On Thu, Aug 31, 2006 at 02:20:49PM -0700, Tasci wrote:
> Suppose you have a language composed of a discrete, finite set of
> syllables. I was considering the ideal way to construct vocabulary for
> that language.

It depends on your goals. Taxonomic lexicons are not very realistic, and
suffer from the overspecification syndrome (see below). But if you're
specifically looking to construct a taxonomic system, then you pretty
much could do whatever you want.

> My idea was to divide all concepts into separate categories, one for
> each syllable. Then subcategories would be equally subdivided, and
> subsubcategories and so forth. To identify any word in this language,
> it would only be a search on an O(k * log(k)(n)) where log(k) is log
> base k.  That is, you have to know what each letter means, then you
> automatically narrow down the word lookup exponentially.

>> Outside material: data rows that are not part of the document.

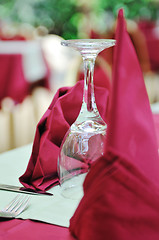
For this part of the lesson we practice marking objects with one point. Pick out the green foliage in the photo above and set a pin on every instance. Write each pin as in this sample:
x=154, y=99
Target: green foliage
x=62, y=17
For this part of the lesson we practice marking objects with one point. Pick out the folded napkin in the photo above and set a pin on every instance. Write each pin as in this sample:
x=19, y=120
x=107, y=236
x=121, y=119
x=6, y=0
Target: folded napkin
x=121, y=190
x=41, y=172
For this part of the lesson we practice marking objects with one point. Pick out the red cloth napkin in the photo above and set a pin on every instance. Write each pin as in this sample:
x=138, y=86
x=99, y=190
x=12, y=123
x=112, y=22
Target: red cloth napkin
x=121, y=194
x=12, y=81
x=41, y=172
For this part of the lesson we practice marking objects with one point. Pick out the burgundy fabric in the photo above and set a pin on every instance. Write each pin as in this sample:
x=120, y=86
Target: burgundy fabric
x=41, y=172
x=12, y=81
x=121, y=194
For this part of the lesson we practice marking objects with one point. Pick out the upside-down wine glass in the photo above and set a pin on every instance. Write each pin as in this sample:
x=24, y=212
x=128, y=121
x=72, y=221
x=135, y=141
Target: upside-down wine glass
x=83, y=143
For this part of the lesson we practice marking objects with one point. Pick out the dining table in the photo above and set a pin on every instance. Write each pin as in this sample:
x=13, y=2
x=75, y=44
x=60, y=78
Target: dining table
x=47, y=216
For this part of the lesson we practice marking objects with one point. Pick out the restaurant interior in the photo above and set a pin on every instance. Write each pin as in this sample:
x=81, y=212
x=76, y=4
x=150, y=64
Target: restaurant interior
x=41, y=87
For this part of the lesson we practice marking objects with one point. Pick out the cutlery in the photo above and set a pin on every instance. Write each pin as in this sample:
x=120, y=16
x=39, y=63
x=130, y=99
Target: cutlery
x=23, y=190
x=15, y=207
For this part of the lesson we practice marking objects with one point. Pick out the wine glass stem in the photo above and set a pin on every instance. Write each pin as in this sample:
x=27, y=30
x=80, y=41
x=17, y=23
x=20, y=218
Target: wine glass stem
x=88, y=93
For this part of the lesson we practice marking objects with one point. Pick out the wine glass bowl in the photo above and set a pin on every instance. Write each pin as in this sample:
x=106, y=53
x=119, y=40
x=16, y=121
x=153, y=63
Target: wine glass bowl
x=83, y=143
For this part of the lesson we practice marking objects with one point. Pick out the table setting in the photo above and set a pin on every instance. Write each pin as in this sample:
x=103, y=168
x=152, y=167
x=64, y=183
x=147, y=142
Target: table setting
x=100, y=141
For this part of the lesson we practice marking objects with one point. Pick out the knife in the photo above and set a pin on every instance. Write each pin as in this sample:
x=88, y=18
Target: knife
x=23, y=190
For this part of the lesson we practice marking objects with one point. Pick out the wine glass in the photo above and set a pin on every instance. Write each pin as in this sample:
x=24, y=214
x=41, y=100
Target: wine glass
x=83, y=142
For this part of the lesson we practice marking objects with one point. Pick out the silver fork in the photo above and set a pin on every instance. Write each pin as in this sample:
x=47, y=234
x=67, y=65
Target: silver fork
x=15, y=207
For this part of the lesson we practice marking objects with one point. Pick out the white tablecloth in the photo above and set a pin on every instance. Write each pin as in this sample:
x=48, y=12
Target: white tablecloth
x=51, y=209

It would be
> like as if every letter beginning with 'a' were all related somehow,
> in a way that all other words are not.

Again, it depends on your goals. Associating every letter/syllable with
a specific meaning, while superficially attractive, isn't very
realistic, and suffers from overspecification.

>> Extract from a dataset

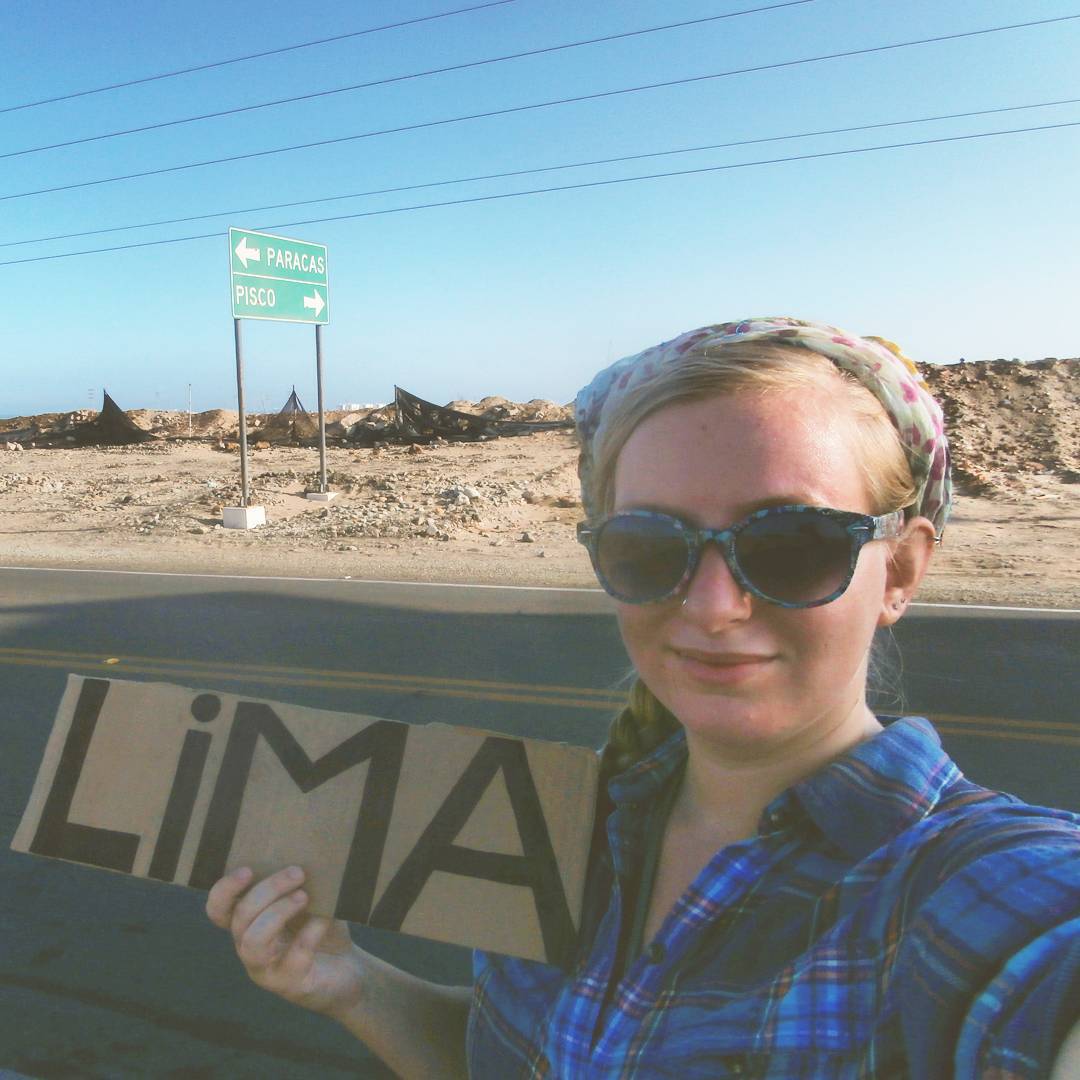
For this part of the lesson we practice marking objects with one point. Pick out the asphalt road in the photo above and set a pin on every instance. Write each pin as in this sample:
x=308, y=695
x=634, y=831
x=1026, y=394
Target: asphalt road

> It sounds like a great strategy, but I've been having problems with
> the fact that many concepts we think up are very specific.  Horse for
> instance. It's a four legged ungulate equiid, an animal mammal that
> eats hay, carries people, has a large bottom, its coat is referred to
> as hide not fur, it has a mane referred to as hair, as in 'horsehair'
> etc etc etc.  Just to call a horse a living organism that's a animal
> chordate mammal ungulate equiid Equus equs alone would take 7
> syllables.  How would I differentiate the horse from the zebra, from
> the weasel, from the sea squirt, if I tried to limit it to 4 syllables
> of specification?  That is, a 4-syllable word for living organism
> animal chordate, which is already pretty darn long compared to the 1
> syllable 'horse'.

This is what I meant by the overspecification syndrome above. Basically,
the reason natural languages are the way they are (seemingly arbitrary
assignments of meaning to words), is because our brains filter out white
noise, or redundant information. Contrary to initial appearances, terms
that refer to similar things are better if they're more *different*.
Why? Because a taxonomic scheme makes words that refer to similar things
very similar, and you eventually get to the point where your brain is
very confused by the minute differences between words.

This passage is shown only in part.